Guaranteed renewability. Small employer plans are guaranteed renewable, meaning the coverage continues at the employer's option as long as the employer continues to make the required premium payments. As with individual insurers, a general exception from guaranteed renewability exists for an insurance company that chooses to withdraw from a particular geographic area or from the entire state.

Rating rules. Insurance companies must pool all of their small group employers when setting rates; thus, the rate charged to a business largely reflects medical claims for the entire small group market and not claims for that particular business.

*Rating factors. The law limits the factors that can be used to set rates. Factors that may be used include tobacco use, age, family size, and geographic location.

*Mandated benefits. All small group health insurance policies must include essential health benefits and certain mandated health benefits. Preventive benefits must be offered with no cost sharing.

Nondiscrimination. Both federal and state law prohibit health insurance companies from applying different eligibility rules, offering different health insurance benefits, or charging higher premium rates to individual employees within a small employer group on the basis of health status or other health-related factors, including claims experience, medical history, or genetic information.
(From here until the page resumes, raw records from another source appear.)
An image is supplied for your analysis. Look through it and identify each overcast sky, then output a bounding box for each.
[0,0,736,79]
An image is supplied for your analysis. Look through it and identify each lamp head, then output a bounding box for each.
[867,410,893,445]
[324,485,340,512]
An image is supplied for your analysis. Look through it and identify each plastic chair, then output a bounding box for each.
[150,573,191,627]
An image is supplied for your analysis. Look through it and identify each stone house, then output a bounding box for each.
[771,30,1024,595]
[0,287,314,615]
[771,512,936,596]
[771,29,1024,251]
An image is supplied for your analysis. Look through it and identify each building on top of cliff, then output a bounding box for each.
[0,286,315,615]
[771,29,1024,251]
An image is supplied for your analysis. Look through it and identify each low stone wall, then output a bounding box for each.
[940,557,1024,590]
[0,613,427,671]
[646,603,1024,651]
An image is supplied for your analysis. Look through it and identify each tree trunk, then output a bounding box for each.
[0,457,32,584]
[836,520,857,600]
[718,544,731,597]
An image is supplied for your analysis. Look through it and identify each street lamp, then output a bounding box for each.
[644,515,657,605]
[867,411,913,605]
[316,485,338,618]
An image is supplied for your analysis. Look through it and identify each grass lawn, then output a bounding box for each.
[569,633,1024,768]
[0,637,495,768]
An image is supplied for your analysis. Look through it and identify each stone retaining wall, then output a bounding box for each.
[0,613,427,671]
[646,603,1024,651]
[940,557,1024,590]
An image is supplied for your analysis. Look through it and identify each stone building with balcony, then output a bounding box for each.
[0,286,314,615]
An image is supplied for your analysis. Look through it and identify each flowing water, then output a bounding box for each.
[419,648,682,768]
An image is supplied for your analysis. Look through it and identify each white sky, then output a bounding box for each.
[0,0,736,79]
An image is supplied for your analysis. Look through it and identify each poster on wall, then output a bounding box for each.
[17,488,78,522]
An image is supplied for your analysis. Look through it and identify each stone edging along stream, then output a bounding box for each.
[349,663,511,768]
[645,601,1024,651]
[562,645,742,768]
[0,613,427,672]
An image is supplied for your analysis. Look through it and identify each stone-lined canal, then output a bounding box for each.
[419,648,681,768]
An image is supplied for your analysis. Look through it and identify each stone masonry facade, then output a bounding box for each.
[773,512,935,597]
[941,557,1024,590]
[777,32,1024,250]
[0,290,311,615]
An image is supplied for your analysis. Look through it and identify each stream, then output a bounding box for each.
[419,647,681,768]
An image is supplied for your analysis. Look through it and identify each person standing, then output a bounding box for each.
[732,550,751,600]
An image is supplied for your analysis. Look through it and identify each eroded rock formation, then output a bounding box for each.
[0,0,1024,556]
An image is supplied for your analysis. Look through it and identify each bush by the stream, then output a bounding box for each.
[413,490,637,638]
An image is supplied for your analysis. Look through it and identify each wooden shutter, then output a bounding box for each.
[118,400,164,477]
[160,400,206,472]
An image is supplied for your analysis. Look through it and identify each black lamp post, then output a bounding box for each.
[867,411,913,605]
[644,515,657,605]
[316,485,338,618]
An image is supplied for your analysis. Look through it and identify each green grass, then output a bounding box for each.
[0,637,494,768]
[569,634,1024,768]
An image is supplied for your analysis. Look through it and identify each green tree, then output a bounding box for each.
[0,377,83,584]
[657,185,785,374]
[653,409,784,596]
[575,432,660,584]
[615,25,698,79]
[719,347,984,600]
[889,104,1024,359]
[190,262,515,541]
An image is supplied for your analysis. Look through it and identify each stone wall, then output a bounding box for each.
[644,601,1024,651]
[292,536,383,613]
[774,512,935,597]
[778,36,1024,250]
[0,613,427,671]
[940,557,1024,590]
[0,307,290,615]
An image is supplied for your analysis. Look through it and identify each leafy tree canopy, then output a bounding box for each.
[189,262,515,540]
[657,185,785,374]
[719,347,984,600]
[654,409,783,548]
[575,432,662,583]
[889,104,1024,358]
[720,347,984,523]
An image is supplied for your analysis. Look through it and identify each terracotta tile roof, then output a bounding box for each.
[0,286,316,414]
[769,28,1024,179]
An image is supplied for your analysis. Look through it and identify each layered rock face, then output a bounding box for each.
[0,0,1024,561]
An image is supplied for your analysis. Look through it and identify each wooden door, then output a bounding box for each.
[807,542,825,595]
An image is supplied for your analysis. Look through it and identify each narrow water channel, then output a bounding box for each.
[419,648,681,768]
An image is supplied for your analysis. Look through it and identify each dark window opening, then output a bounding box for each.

Participation requirements. Health insurance companies may require small employers to pay some portion of their employees' health insurance premiums and may also require that a certain percentage of eligible employees participate in the plan. If an insurer requires 100 percent of eligible employees to participate in the plan, the insurer may not require a small employer to contribute more than 50 percent of the premium cost of an employee-only benefit plan.

*Requirement does not apply to grandfathered or transitional plans.